By default, a multi-value dimension is represented as a sorted array, but there are alternatives. Let’s look at them in a bit more detail. Using the data sample from the movie-tags tutorial, let’s create some copies of our tags dimension. This is conveniently done in the Transform stage of the ingestion wizard, just by defining new dimensions and referencing the original field as the expression:

Transform

Define two additional dimensions tags_unsorted and tags_set. Proceed through the Filter step to Configure schema.

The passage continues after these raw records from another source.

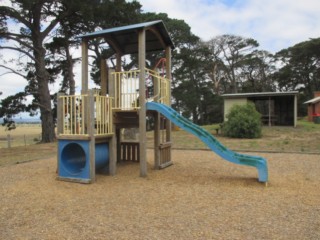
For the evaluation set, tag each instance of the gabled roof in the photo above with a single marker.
(125, 39)
(261, 94)
(313, 100)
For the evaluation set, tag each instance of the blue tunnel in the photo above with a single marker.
(74, 158)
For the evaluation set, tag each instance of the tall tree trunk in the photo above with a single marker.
(47, 123)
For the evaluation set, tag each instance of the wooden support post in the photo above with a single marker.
(90, 112)
(104, 77)
(142, 101)
(85, 64)
(168, 76)
(113, 141)
(156, 140)
(157, 133)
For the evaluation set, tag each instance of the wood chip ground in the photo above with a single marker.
(200, 197)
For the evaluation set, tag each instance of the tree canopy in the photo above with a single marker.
(44, 32)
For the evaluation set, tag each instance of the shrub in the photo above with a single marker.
(243, 122)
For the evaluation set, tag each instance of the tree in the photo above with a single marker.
(300, 70)
(39, 22)
(229, 54)
(256, 70)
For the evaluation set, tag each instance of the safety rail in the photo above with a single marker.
(76, 114)
(127, 88)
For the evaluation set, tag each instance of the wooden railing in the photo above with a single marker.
(127, 88)
(77, 112)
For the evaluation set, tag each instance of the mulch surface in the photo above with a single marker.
(200, 197)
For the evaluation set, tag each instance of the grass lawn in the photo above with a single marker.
(304, 138)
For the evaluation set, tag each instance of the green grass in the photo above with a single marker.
(305, 138)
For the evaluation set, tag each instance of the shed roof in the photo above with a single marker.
(313, 100)
(125, 39)
(262, 94)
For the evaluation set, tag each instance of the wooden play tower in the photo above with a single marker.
(89, 124)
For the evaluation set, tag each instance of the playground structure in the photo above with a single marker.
(89, 124)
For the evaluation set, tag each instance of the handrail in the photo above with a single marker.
(75, 112)
(127, 88)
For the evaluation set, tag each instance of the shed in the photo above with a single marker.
(276, 108)
(313, 106)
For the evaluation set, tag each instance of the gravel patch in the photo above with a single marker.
(200, 197)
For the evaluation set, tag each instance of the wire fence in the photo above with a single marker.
(23, 135)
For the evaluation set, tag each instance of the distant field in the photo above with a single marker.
(304, 138)
(24, 134)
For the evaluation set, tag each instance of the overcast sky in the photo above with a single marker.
(275, 24)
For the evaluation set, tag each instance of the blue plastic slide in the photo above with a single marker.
(231, 156)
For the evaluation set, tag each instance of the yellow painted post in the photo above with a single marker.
(142, 99)
(104, 77)
(90, 112)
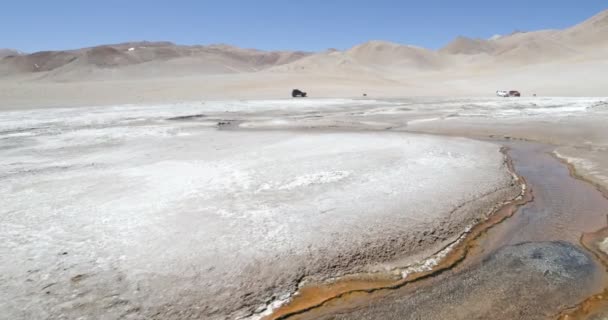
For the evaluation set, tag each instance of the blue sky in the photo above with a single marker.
(277, 24)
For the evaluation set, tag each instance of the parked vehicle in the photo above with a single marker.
(298, 93)
(506, 94)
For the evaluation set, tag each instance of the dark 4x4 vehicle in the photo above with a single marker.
(514, 93)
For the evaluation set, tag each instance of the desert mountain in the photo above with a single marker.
(142, 55)
(373, 58)
(8, 52)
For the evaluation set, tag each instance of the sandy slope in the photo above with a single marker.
(120, 212)
(570, 62)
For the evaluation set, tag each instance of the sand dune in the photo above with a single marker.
(545, 62)
(81, 63)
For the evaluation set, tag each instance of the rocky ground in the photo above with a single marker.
(175, 212)
(147, 211)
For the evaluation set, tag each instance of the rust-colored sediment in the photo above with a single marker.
(589, 241)
(315, 296)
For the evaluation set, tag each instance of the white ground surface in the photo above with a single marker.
(117, 212)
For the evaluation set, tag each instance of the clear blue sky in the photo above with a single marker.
(313, 25)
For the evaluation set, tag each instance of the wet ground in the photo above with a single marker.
(531, 266)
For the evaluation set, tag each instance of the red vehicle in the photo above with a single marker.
(514, 93)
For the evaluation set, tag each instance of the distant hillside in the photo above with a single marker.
(112, 59)
(382, 59)
(8, 52)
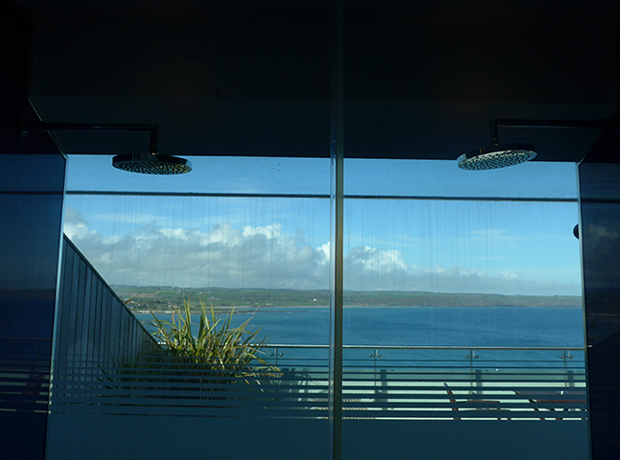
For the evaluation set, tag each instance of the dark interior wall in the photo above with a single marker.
(31, 193)
(600, 236)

It is possible that you do not see the new fields now. Flip the automatic schema detection switch off and on again

Auto-Schema

and you should see them all.

Continue like last time until the Edit spec stage. Find the "dimensionsSpec" part and replace it with this snippet:

      "dimensionsSpec": {
        "dimensions": [
          {
            "type": "string",
            "name": "movie",
            "multiValueHandling": "SORTED_ARRAY",
            "createBitmapIndex": true
          },
          {
            "type": "string",
            "name": "tags",
            "multiValueHandling": "SORTED_ARRAY",
            "createBitmapIndex": true
          },
          {
            "type": "string",
            "name": "tags_unsorted",
            "multiValueHandling": "ARRAY",
            "createBitmapIndex": true
          },
          {
            "type": "string",
            "name": "tags_set",
            "multiValueHandling": "SORTED_SET",
            "createBitmapIndex": true
          }
        ],
        "dimensionExclusions": [
          "__time",
          "timestamp"
        ]
      },

Submit the ingestion job and see what you get:

Query Result

This is great when you need to deduplicate tag values.

Learnings

By default, multi-value dimensions are represented as sorted arrays.
Alternatives are unsorted arrays and sets.
Sets are especially neat because they have deduplication built in.
As of now, you need to specify the handling manually in the JSON spec.
Documentation of this feature is somewhat terse, although it is going to improve soon.